An April 2012 report from the Arkansas Department of Higher Education showed that 21.9 percent of UALR students who enrolled in the fall 2005 semester had graduated six years later, compared with 39.3 percent at all of the state’s universities and 58.1 percent at UA-Fayetteville, which had the highest graduation rate and a higher proportion of traditional students.

But UALR’s traditional freshmen enrollment is climbing, and more of those students are attending full-time, enrollment data shows.

Of UALR’s 10,374 undergraduate students in the fall 2011 semester, 923 were first time freshmen, according to the university’s institutional research website. Of those students, 871 attended full time and 861 were 21 years old or younger, the website said.

Complete fall 2012 data have not been finalized.

That 9 percent first-time college student enrollment in 2011 compares with an enrollment of about 7 percent first time students in 2006, data showed.

Leaders do not expect the new housing policy to displace current residential students. And the policy is not a response to excessive vacancies in campus residence halls, they said.

The rule, approved as part of UALR’s strategic plan, requires all first-time, full-time freshman to live on campus with exceptions for some students, including: those who are 21-years-old or older, those who are married, parents, students at satellite campuses and individuals with “mitigating circumstances.”
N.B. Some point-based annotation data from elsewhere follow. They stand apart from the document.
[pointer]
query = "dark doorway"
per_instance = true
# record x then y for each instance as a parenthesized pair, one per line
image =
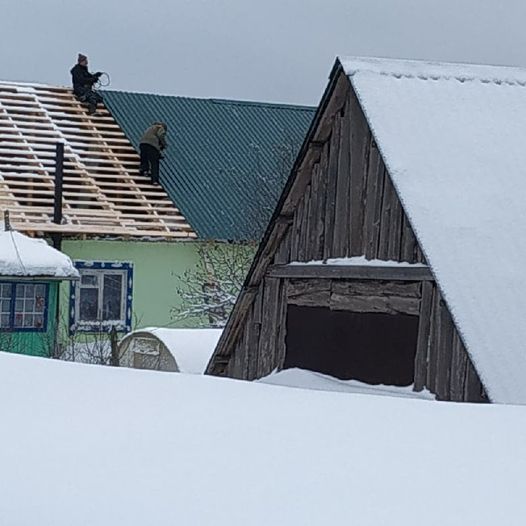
(370, 347)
Those circumstances could include the desire to live at home with parents, said Logan Hampton, associate vice chancellor for student development and dean of students.

Institutional research shows that 346 of 923 first-time students in fall 2011 were from Pulaski County and 134 were from Saline County.
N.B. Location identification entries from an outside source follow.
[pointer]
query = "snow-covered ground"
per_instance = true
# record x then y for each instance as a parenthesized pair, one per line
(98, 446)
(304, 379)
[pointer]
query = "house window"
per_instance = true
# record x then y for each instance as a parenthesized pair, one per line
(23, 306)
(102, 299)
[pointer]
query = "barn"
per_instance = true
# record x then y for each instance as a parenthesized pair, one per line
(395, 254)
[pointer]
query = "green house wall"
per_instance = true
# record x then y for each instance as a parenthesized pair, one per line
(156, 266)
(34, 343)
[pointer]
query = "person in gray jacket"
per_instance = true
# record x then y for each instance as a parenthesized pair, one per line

Financial need could also be a factor in allowing a freshman to live off campus, Hampton said.

Dorms used for freshmen at UALR currently charge between $1,700 and $2,500 in housing fees per semester with meal plans ranging from about $1,200 to $1,500 per semester.

That’s a price many parents are willing to pay for a residential college experience, Anderson said, saying that the new requirement could serve as a recruiting tool for young students.

“Parents feel much more secure in that first year if their child is living in university housing,” rather than living independently off campus, he said.

Hampton said UALR has about 1,368 spots for on-campus students since it acquired the 420-bed University Village apartment complex in the spring.

Anderson said some of those apartments will open for the first time in fall 2013, in time to take in older students who may have previously lived in residence halls.

About 1,100 students currently live in campus housing, which also includes four dorms, he said. Those include freshman Donaghey Scholars, who are already required to live on campus.

Anderson said he expects UALR’s dorms to be at or near capacity when the new policy kicks in next fall.

“For the foreseeable future, we’ll probably be full,” he said.